Mr. WILTSIE: That's exactly true. If you shoot only from the belay position down below, you're just seeing the guy's rear end. So in order to get better pictures, you have to be up beside the climber. And in order to do that, the climber has to go up once and set a rope, and then I go up the rope and I climb. And he redoes it a second time, and I climb along side and take pictures as he goes up. We probably spent four hours doing that. And in the course of that time, the light changed.

And finally, when the light was coming across the rock just beautifully and casting wonderful textures and such, I started jumping on the rope that I was hanging on. And I jump about 20 feet out into space, fire several pictures with my motor drive and come crashing back into the rock. I jump again and I have to use my feet as shock absorbers, because if I just hit the wall coming back in, I'd be badly hurt.

CHADWICK: You're pushing 20 feet out from the wall at that point and shooting pictures.

Mr. WILTSIE: Yes. It was quite thrilling, actually. But my biggest concern was when I started jumping in an arc and I was landing quite close to Alex, because if I hit him, or grazed him, I'd knock him off, and he was in a position where he could have taken a fall of 100, 150 feet, if something had gone wrong.

CHADWICK: Here's another question I've always wanted to ask: in situations like this, are you shooting on auto? You must be.

Mr. WILTSIE: No, I'm not. I am an old fogey, I guess, and I've always shot manual settings on my camera. I've been doing this for a long, long time and I know exactly what I want that camera to be set at. And I can set it at auto and the camera senses a little bit of bright sky, which is present in a lot of these pictures, and it would underexpose everything, and I would get nothing.

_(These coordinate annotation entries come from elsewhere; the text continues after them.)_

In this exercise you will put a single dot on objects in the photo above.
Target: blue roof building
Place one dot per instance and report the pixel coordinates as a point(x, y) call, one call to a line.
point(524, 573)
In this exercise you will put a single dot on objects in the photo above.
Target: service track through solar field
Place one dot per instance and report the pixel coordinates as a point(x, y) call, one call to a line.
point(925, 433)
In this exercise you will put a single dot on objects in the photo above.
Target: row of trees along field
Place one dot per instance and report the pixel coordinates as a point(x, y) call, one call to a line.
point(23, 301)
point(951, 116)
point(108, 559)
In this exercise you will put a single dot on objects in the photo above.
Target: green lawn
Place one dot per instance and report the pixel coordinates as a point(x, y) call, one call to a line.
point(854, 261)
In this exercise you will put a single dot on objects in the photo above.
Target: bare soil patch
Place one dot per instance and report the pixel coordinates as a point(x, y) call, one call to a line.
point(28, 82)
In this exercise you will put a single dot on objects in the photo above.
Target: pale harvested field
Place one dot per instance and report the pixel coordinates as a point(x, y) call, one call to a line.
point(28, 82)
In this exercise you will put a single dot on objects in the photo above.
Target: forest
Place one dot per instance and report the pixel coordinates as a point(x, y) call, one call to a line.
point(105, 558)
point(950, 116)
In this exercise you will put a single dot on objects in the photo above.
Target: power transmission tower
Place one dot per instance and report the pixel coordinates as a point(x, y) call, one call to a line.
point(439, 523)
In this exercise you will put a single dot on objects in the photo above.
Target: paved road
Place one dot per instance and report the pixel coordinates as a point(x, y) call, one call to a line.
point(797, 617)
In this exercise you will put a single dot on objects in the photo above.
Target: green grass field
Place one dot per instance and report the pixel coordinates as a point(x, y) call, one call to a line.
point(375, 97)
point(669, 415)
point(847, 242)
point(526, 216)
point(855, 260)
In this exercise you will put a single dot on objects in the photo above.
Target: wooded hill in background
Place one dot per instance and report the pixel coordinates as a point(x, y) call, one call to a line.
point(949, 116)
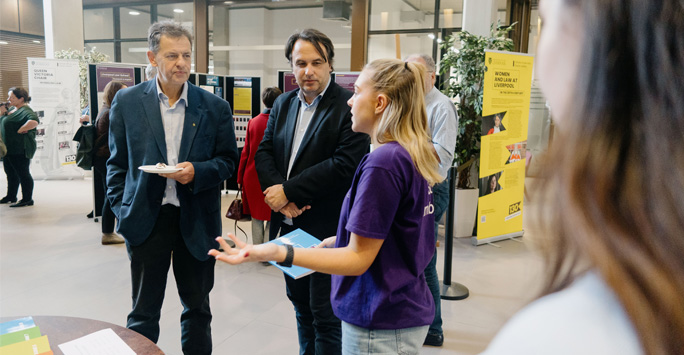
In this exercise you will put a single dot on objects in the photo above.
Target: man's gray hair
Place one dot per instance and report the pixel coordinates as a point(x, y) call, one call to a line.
point(150, 72)
point(429, 62)
point(167, 28)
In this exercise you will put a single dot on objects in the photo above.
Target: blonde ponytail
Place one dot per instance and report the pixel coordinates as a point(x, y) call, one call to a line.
point(405, 120)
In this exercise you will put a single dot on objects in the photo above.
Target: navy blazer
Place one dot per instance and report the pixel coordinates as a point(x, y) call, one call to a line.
point(136, 137)
point(325, 164)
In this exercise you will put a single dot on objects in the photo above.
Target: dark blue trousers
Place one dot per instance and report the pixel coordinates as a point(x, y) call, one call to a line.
point(18, 173)
point(320, 331)
point(440, 196)
point(150, 264)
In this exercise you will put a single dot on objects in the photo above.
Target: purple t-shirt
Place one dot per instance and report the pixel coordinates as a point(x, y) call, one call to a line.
point(389, 200)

CHADWICK: Have you ever been on a climb or an expedition where you either lost things or had to get rid of them? Because, say, you could only get down with so much gear and you had to jettison some equipment or maybe even some film.

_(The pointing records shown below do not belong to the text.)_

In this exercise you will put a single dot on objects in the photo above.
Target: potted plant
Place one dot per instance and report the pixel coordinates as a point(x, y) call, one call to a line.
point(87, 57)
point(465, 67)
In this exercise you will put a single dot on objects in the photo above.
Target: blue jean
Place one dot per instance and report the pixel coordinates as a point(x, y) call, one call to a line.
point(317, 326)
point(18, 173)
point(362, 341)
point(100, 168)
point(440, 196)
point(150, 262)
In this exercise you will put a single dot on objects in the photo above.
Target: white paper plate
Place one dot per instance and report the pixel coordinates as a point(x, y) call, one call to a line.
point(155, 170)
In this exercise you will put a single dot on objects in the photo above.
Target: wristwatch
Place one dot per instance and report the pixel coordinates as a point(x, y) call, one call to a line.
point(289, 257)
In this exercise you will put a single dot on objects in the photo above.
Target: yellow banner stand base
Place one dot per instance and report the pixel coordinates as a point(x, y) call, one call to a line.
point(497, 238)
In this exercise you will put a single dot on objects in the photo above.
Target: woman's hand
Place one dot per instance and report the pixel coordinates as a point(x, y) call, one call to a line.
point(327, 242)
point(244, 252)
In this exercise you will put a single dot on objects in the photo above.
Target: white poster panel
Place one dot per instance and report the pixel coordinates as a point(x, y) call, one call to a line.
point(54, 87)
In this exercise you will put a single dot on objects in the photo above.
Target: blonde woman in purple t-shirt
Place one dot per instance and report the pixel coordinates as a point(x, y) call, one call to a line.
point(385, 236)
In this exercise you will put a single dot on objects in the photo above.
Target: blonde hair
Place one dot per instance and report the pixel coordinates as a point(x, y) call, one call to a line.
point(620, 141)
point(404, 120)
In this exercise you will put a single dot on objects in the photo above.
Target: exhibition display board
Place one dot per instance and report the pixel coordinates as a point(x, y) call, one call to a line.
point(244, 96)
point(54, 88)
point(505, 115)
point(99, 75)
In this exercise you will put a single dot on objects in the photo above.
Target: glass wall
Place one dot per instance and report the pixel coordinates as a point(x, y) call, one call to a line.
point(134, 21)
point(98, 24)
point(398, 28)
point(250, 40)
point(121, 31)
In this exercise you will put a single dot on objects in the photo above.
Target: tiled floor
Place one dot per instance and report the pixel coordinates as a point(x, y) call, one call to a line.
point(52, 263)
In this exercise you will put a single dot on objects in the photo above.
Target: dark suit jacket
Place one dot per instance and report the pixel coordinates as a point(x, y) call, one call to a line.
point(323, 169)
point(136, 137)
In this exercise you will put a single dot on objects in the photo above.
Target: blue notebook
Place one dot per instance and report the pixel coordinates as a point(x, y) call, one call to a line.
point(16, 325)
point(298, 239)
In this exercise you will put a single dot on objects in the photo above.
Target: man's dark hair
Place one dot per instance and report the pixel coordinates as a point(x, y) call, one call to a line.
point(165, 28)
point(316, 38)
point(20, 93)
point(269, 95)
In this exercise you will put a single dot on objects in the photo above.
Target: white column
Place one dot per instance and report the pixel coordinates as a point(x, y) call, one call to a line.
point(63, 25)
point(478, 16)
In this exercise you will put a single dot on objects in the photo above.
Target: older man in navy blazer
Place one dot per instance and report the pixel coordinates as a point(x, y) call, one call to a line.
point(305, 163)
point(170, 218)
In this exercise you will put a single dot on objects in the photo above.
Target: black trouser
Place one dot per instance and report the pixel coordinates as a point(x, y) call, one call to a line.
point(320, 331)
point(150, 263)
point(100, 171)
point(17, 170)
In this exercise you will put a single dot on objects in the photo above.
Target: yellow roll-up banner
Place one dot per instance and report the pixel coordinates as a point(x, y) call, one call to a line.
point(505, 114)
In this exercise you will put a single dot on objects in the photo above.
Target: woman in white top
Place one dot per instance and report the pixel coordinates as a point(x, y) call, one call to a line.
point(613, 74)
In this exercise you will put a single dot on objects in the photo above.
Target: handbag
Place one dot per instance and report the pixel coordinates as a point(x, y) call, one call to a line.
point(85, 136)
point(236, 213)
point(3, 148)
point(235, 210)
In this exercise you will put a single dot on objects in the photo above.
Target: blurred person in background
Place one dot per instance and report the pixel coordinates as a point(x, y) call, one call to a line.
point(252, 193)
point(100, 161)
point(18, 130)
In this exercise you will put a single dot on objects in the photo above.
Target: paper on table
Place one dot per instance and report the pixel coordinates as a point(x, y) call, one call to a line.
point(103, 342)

Mr. WILTSIE: I did on one occasion. It was actually quite - one of the more incredible expeditions of my life that is not in the book. I was in the Himalaya with two friends. We were attempting to cross Khandriske(ph) from Ladakh to Kashmir over the great Himalaya Range. And we got caught in an avalanche and went over a thousand-foot cliff. And I broke my back and had a concussion, and we had to rescue ourselves. I did regain consciousness and had crushed vertebrae, but I didn't know it at the time. So I skied out with our one pair of skis. And my friends sawed the other pair in half and shared them.

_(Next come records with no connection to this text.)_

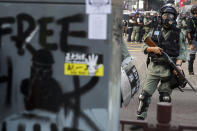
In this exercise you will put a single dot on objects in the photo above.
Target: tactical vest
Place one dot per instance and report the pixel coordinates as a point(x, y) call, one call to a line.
point(171, 44)
point(149, 25)
point(194, 30)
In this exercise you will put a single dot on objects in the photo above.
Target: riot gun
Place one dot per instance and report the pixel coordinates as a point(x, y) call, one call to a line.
point(179, 74)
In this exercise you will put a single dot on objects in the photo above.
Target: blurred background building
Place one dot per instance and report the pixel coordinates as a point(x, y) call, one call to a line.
point(144, 5)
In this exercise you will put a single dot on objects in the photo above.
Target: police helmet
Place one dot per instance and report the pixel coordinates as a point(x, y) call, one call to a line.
point(147, 14)
point(168, 9)
point(194, 9)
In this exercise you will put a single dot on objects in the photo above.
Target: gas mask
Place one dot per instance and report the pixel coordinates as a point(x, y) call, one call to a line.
point(168, 21)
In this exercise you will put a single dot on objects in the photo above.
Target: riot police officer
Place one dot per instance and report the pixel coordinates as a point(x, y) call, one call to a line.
point(136, 28)
point(183, 23)
point(169, 39)
point(192, 38)
point(147, 24)
point(155, 20)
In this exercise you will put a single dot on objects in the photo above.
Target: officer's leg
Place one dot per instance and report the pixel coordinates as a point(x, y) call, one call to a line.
point(144, 101)
point(137, 34)
point(129, 35)
point(145, 97)
point(191, 59)
point(133, 34)
point(165, 90)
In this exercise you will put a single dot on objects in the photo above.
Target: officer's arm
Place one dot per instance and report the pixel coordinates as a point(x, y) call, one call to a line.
point(146, 49)
point(189, 30)
point(182, 51)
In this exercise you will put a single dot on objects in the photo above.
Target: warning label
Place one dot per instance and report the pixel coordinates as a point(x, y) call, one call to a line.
point(83, 64)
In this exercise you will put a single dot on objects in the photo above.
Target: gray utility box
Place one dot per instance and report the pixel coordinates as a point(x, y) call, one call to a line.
point(52, 76)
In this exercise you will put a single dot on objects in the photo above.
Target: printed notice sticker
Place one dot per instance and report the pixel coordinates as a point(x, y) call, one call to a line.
point(82, 64)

CHADWICK: You were swept over a thousand-foot cliff in an avalanche. You broke your back and skied out?

Mr. WILTSIE: That's correct. We went about 1500 feet in the avalanche over rocks, and then we had quite an epic two-day journey out. It was the most painful thing I've ever done. And I think I'm happy that I didn't know how badly I was actually injured. And we had to dump most of my belongings, one of my cameras. But I would not let them take my film. I have never, ever jettisoned a single roll of film that I knew about.

CHADWICK: Gordon Wiltsie, his new book To the Ends of the Earth: Adventures of an Expedition Photographer. And boy, is he one.

Gordon, thank you.

Mr. WILTSIE: Thank you, Alex.

CHADWICK: And Gordon Wiltsie's pictures - some of them, anyway - are online at our site with links to his site. That's at npr.org.